"Josep Pla es un escritorazo extraordinario con todos los defectos de un escritorcillo local”. Esta frase lapidaria del crítico Joan Ferraté también podría aplicarse a la biografía del grafómano ampurdanés que acaba de publicar Xavier Pla, Un cor furtiu (Destino), y que dentro de poco saldrá en castellano. Se trata de un esfuerzo colosal –por utilizar un adjetivo planiano– de documentación y clasificación, pero escrito con mentalidad provinciana. A lo largo de sus más de 1.500 páginas, el lector no deja de tener la sensación de que el localismo ahoga una y otra vez la complejidad irreductible del mejor Pla.

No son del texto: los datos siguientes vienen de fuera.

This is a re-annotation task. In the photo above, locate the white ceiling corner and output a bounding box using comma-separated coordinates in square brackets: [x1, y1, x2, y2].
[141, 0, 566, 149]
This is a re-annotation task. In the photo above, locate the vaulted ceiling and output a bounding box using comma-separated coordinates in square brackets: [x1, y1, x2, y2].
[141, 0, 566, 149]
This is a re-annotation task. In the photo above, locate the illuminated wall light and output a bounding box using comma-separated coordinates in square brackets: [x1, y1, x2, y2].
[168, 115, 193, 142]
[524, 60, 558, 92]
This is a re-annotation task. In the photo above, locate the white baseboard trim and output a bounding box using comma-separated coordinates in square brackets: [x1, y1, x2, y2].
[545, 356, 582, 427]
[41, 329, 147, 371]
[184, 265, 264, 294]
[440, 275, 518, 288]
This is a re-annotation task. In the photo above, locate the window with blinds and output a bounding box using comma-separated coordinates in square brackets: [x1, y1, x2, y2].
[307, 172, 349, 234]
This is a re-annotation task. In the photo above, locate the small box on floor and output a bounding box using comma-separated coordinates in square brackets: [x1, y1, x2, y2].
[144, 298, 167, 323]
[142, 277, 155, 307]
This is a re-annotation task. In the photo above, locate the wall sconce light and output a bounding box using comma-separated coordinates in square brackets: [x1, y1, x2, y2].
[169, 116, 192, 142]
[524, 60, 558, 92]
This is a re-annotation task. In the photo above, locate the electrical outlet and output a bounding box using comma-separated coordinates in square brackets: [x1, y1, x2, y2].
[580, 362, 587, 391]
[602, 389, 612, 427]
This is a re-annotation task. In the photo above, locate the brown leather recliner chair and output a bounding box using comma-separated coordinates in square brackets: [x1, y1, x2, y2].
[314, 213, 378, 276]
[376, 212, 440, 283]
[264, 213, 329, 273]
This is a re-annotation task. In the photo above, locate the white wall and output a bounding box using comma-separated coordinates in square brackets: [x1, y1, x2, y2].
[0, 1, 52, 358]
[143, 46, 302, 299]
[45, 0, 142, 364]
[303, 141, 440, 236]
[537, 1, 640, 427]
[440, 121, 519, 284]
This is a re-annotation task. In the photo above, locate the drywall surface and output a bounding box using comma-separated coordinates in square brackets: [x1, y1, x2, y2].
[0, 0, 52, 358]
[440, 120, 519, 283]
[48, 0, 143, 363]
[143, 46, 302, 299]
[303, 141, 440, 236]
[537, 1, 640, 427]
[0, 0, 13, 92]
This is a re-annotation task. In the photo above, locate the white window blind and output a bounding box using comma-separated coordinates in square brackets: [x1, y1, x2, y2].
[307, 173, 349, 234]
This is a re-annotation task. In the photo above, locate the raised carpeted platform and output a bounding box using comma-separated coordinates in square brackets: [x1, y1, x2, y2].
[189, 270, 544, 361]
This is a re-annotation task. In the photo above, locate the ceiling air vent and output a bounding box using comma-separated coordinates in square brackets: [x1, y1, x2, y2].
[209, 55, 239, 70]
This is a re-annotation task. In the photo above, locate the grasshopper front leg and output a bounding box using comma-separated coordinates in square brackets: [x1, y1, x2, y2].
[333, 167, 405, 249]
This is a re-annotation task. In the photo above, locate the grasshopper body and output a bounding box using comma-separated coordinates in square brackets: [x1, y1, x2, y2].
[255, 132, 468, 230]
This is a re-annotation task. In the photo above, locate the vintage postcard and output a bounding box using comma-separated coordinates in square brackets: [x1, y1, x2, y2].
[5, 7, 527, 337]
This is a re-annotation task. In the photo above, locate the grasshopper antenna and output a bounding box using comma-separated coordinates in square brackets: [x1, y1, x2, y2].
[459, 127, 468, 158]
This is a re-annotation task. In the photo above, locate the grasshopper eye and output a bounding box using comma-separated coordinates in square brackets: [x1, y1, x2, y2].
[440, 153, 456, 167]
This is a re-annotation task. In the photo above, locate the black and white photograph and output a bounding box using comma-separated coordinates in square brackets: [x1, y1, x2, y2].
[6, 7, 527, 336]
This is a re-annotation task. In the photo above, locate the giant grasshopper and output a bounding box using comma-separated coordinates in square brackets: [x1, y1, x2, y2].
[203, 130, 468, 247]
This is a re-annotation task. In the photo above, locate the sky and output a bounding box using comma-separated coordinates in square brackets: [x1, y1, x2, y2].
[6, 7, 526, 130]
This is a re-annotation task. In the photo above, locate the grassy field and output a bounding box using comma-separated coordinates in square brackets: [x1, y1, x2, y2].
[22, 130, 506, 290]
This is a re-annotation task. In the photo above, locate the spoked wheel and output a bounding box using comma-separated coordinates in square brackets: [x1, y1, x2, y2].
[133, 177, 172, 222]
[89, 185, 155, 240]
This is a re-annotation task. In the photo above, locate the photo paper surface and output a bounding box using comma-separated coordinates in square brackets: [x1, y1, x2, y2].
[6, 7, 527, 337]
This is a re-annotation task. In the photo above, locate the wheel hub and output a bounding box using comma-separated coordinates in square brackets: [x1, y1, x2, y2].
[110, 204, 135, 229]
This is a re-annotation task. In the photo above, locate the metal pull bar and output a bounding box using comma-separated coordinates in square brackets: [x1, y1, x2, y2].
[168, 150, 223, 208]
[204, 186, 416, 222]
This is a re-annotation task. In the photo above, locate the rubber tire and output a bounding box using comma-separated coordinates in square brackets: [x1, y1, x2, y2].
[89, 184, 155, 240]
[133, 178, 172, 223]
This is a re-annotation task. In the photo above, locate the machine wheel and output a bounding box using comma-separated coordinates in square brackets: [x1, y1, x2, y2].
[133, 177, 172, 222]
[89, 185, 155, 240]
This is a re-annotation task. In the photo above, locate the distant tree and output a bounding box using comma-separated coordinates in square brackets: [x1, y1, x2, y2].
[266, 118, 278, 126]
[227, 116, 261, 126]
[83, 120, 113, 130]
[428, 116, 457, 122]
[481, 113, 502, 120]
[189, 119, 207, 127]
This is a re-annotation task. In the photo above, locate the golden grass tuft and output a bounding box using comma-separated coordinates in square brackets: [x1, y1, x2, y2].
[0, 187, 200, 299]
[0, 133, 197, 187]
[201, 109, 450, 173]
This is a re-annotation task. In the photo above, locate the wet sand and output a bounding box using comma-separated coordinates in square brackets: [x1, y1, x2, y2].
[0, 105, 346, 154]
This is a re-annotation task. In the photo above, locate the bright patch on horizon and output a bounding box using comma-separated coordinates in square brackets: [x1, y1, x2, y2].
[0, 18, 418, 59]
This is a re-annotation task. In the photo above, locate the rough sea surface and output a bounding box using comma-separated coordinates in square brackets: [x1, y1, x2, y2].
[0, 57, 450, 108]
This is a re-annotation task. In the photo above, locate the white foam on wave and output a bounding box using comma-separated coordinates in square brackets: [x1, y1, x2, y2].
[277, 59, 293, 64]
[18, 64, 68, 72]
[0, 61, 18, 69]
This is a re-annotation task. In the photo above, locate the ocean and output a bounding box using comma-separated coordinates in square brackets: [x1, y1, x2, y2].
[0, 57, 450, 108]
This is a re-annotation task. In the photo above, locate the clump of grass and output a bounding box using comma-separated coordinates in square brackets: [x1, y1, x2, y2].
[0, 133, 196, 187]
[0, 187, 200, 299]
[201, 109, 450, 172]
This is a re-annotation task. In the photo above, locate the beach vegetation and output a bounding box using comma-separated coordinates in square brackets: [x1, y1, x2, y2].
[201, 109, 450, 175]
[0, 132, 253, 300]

[Lee la segunda parte de la crítica a la biografía de Josep Pla]
Quizá el problema estribe, para empezar, en el método que ha elegido el autor. Intentando justificar el subtítulo, 'Vida de Josep Pla', Xavier Pla ha optado por un presente histórico, más novelesco que académico, fiando el hilo argumental a la ingente información inédita a la que ha tenido acceso. Su evidente intención de crear una ilusión de objetividad, dejando que sea el propio Pla quien tome la palabra acerca de sus vivencias íntimas y políticas, se ve sin embargo frustrada por sus propias intervenciones, a menudo sesgadas y arbitrarias. Es incomprensible, por no decir escandalosa, su decisión de no incluir ni una sola nota al pie. Las noticias bibliográficas que se dan al final para cada capítulo son a todas luces insuficientes.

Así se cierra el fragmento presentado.